The next morning, a coroner confirmed the cause of death. Mitchell was transferred to a justice office and charged with Thompson's murder. The case was scheduled to be heard at the next meeting of the circuit court. Mitchell was put in chains and left in a room in the justice office, as the county had no jail at the time. In the meantime, Cox helped to draft a warrant for the arrest of W. W. Brown and twenty-two associates for thieving, passing counterfeit money, robbing, and other charges. It was signed by Charles Harris, a justice of the peace living near Fulton. The Cox faction now had legal authority to arrest the Brown faction.

===Posse===
Cox consulted with Warren, who warned him that Brown had many friends in Bellevue, making an arrest difficult. When he learned of the warrant, Brown offered to turn himself in, but refused to divulge information about his associates. Cox held a meeting at the house of James L. Kirkpatrick to decide what to do. The group decided to form a posse to apprehend Brown's gang. Warren canvassed the county, urging prominent citizens to write to Brown to convince him to surrender his men. The sheriff deputized Cox to select forty men to appear on his behalf on April 1, 1840.

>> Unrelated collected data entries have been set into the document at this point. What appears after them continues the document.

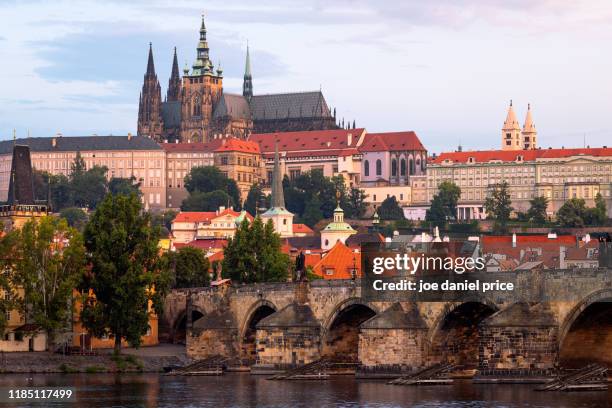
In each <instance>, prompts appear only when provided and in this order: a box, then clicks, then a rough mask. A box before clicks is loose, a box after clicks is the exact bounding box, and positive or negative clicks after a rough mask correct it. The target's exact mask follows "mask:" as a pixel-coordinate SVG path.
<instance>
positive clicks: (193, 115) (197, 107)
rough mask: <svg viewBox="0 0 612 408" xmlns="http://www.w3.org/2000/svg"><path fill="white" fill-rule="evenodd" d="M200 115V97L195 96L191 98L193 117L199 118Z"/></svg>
mask: <svg viewBox="0 0 612 408" xmlns="http://www.w3.org/2000/svg"><path fill="white" fill-rule="evenodd" d="M201 115H202V105H201V103H200V96H199V95H196V97H195V98H193V116H201Z"/></svg>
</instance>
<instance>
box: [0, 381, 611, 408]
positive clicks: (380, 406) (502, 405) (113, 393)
mask: <svg viewBox="0 0 612 408" xmlns="http://www.w3.org/2000/svg"><path fill="white" fill-rule="evenodd" d="M28 385H30V386H47V387H50V386H54V387H58V386H66V387H74V388H75V389H76V397H77V399H76V401H75V402H74V403H66V402H64V403H50V402H47V403H45V404H34V403H29V404H25V403H21V404H19V403H11V404H6V403H4V404H2V403H0V405H1V406H7V407H40V406H45V407H46V406H56V407H58V406H67V407H87V408H94V407H105V408H106V407H117V408H128V407H156V408H162V407H168V408H170V407H172V408H174V407H215V408H216V407H281V408H285V407H287V408H289V407H292V408H293V407H304V408H306V407H308V408H311V407H377V408H382V407H452V408H463V407H500V408H501V407H503V408H511V407H534V408H535V407H538V408H544V407H555V408H557V407H567V408H577V407H581V408H594V407H607V406H608V404H609V402H610V401H611V400H612V390H610V391H604V392H580V393H566V392H554V393H552V392H550V393H549V392H546V393H540V392H535V391H533V386H532V385H474V384H471V383H470V382H469V381H463V380H462V381H456V382H455V384H453V385H447V386H427V387H409V386H393V385H387V384H385V383H384V382H381V381H369V380H355V379H354V378H353V377H350V376H338V377H333V378H332V379H331V380H328V381H302V382H297V381H296V382H292V381H268V380H266V379H265V378H264V377H261V376H251V375H249V374H227V375H224V376H221V377H168V376H163V375H159V374H121V375H114V374H1V375H0V388H3V389H6V388H7V387H23V386H28Z"/></svg>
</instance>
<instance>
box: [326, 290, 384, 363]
mask: <svg viewBox="0 0 612 408" xmlns="http://www.w3.org/2000/svg"><path fill="white" fill-rule="evenodd" d="M376 314H378V309H377V308H376V307H375V306H373V305H372V304H370V303H369V302H364V301H363V300H362V299H360V298H349V299H346V300H344V301H343V302H341V303H340V304H338V305H336V306H335V307H334V309H333V310H332V312H331V313H330V314H329V316H328V317H327V319H326V320H325V322H324V324H323V327H322V332H321V355H322V356H323V357H332V358H335V359H348V360H350V361H355V362H356V361H357V360H358V349H359V326H360V325H361V323H363V322H365V321H366V320H368V319H370V318H372V317H374V316H375V315H376Z"/></svg>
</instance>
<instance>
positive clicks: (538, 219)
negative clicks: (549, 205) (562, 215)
mask: <svg viewBox="0 0 612 408" xmlns="http://www.w3.org/2000/svg"><path fill="white" fill-rule="evenodd" d="M529 204H530V207H529V210H528V211H527V218H528V219H530V220H531V221H533V222H534V223H536V224H544V223H545V222H546V209H547V208H548V198H546V197H545V196H539V197H535V198H533V199H531V200H529Z"/></svg>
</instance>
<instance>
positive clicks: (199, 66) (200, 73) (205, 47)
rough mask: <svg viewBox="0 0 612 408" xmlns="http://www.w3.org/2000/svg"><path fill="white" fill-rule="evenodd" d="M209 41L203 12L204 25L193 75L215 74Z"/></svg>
mask: <svg viewBox="0 0 612 408" xmlns="http://www.w3.org/2000/svg"><path fill="white" fill-rule="evenodd" d="M209 51H210V49H209V48H208V41H206V24H205V23H204V14H202V25H201V26H200V41H199V42H198V47H197V56H196V61H195V62H194V64H193V71H192V75H193V76H200V75H204V74H207V75H213V74H214V73H213V69H212V63H211V62H210V58H209Z"/></svg>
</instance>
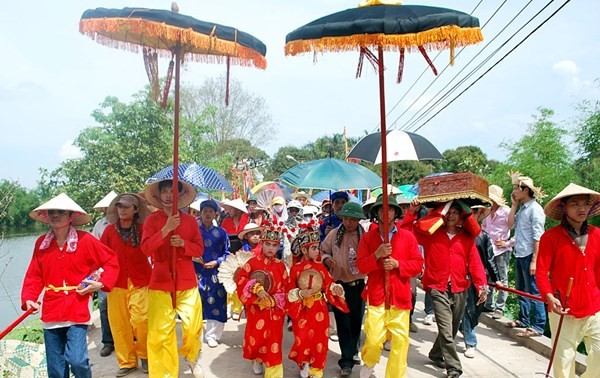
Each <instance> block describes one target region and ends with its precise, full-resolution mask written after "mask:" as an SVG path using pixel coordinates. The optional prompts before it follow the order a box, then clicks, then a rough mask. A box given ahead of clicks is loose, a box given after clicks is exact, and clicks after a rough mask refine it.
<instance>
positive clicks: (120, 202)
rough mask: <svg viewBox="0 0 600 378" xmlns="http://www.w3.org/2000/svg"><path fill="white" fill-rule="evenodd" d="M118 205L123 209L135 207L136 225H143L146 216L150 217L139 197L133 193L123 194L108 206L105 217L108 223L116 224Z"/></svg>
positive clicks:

Warren and Cox both rounded up men for the posse. Warren claimed that he only sought to arrest Brown, but Cox told prospective members that he wanted to drive Brown and his gang out of the county. Warren was only able to convince one man, while Cox recruited the others. Cox had many connections with military experience. His brother-in-law James Collins was a colonel in the Black Hawk War and many of his former soldiers worked in the Galena mines. Cox was able to convince many of them to join. Anson Harrington, who assisted with the drafting of the warrant, recruited three of his friends. Cox was also able to enlist the help of his neighbors.

===Gunfight===
When April 1 came, the two factions first attempted to negotiate through parlay. In the afternoon, Warren traveled to Brown's hotel to read the warrant. Shortly thereafter, Cox arrived with the posse. Although a large group of citizens were standing at Brown's defense, they quickly scattered when they saw Cox's posse marching with military discipline. Unable to come to terms, Warren left the hotel and Cox's posse advanced. Brown stood in the door of the hotel holding a rifle. Cox demanded his surrender, and apparently Brown complied and lowered his weapon. However, while doing so, he accidentally discharged it. The ensuing bullet ripped through Cox's coat. Two of Cox's associates, purportedly John T. Sublett and V. G. Smith, fired back, killing Brown. Brown's associates returned fire. During the exchange, the posse set the hotel on fire, prompting Brown's associates to flee. Between five and thirteen members of the gang were apprehended.

===Aftermath===
Three members of the posse were killed: Henderson Palmer, John Brink, and J. Maxwell. Another, William Vaughn, was seriously wounded. Two members of Brown's gang were killed: Aaron Day and Mr. Burtis. Brown's hostler, Tom Walch, was severely wounded. One civilian, Andrew Farley, was killed when tending to Day. Cox and Warren initially intended to hang the captives immediately, but decided to instead bury the dead, extinguish the fire, and wait for the next morning. The posse held a ballot to determine the fate of the captives. They were instructed to drop a white bean if they were in favor of hanging and a red bean if they were in favor of whipping. The final count was thirty-eight white beans to forty-two red beans. Captives received between four and thirty-nine lashes and then were sent down the Mississippi River on a board. They were commanded to never enter the county again. One member, William Fox, later joined the Banditti of the Prairie in Illinois. The posse was also subject to a trial, but the jury found that they acted within a reasonable interpretation of the law.

Despite some public outrage over the incident, Cox was re-elected to the state house the next summer and was subsequently named Speaker of the House. He later served in the territory council (senate) before his death in 1844. Warren later reminisced that they had no evidence and that they did not want to arrest Brown. He remained sheriff until 1845.